Minimum detectable effect

The minimum detectable effect (MDE) is the smallest lift you commit to being able to detect before the test starts. Set it before sample size calculation. Smaller MDE = bigger sample required = longer test. Bigger MDE = smaller sample = faster test, but smaller real effects will go undetected.

MDE is the business decision dressed up as a statistical input. Alpha and power are conventions you can mostly default. MDE is where you actually have to say “this lift would be worth shipping; smaller than this isn’t”.

How it factors in

In a sample size calculation, MDE is one of four inputs (baseline rate, MDE, alpha, power). Lower MDE → bigger sample. The relationship is roughly inverse-squared: halve the MDE and you roughly quadruple the required sample.

In a typical Shopify store doing 30k sessions a month with a 2% conversion baseline:

20% relative MDE → ~5,000 sessions per variant → tractable in 1-2 weeks
10% relative MDE → ~20,000 sessions per variant → 4-6 weeks
5% relative MDE → ~80,000 sessions per variant → not happening

This is why most small-store CRO is about big swings. The maths only supports detection at large effect sizes.

How to set MDE

The right question is: what’s the smallest lift that’s worth shipping?

That’s a business question. Translate the lift into revenue, weigh against the engineering cost of building, weigh against the opportunity cost of not running a different test. The number that comes out is your MDE.

The wrong question is: what lift do I expect from this change? That’s a forecast, not a threshold. Forecasts feel more concrete but they bias you toward setting MDE wherever you hope the effect will land, which produces “significant” results clustered just above the threshold because that’s where the maths is most favourable.

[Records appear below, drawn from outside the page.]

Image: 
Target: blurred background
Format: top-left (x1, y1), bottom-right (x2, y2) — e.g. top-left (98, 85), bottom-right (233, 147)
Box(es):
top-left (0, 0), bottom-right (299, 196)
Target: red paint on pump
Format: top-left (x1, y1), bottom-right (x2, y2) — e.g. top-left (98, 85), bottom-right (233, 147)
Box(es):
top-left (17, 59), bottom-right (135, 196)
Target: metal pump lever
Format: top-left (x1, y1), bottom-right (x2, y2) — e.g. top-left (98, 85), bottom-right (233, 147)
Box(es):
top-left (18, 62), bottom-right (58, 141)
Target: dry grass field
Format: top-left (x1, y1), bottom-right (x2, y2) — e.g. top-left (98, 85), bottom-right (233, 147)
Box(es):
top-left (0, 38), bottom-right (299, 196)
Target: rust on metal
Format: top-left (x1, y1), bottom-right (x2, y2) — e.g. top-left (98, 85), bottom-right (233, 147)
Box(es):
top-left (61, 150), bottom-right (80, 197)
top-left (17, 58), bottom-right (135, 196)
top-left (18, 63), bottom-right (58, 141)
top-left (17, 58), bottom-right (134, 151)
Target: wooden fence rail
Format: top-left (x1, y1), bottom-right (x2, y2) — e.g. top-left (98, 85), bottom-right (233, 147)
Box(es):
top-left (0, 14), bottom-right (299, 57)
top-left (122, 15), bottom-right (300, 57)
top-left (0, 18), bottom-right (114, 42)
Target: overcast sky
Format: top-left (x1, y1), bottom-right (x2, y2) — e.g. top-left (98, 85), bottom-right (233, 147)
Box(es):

A practical heuristic for Shopify-scale programmes:

High-stakes, durable changes (offer changes, checkout redesigns): MDE = 5-10% relative
Page-level optimisation (PDP elements, landing page copy): MDE = 10-15% relative
Microcopy and button tests: MDE = 20%+ relative, or accept that the test is directional, not statistical

MDE is a threshold, not a prediction

The decision rule that follows from MDE: ship only if the observed effect is statistically significant AND above MDE. Most platforms only check the first half. A significant result below MDE is usually noise dressed as a win - it crossed alpha by chance because the effect was small enough that the sample size you ran could produce it as variance.

This is the “real but trivial effect” failure mode. You shipped a 0.3% lift, watched it not replicate in production, and concluded “the test was wrong”. The test wasn’t wrong, the MDE check was missing.

Where it goes wrong

Setting MDE based on what you hope to find. “I think this’ll lift 5%” → MDE 5% → tests come back significant or non-significant in noise. The MDE should reflect business value, not optimism.
Setting it too low because the team wants “all tests to count”. Produces multi-month tests that block the queue and rarely move anything.
Treating MDE as fixed across surfaces. A 10% MDE on the PDP and a 10% MDE on the order confirmation page are different bets - different traffic, different variance, different downstream impact.
Ignoring it post-test. A significant result below MDE shouldn’t ship. Most CRO programmes ship anyway because nobody checked.
Relative vs absolute confusion. “10%” is ambiguous: is that 10% of the 2% baseline (so 2.2%) or 10 percentage points (so 12%)? Relative is the default but make it explicit before anyone misinterprets.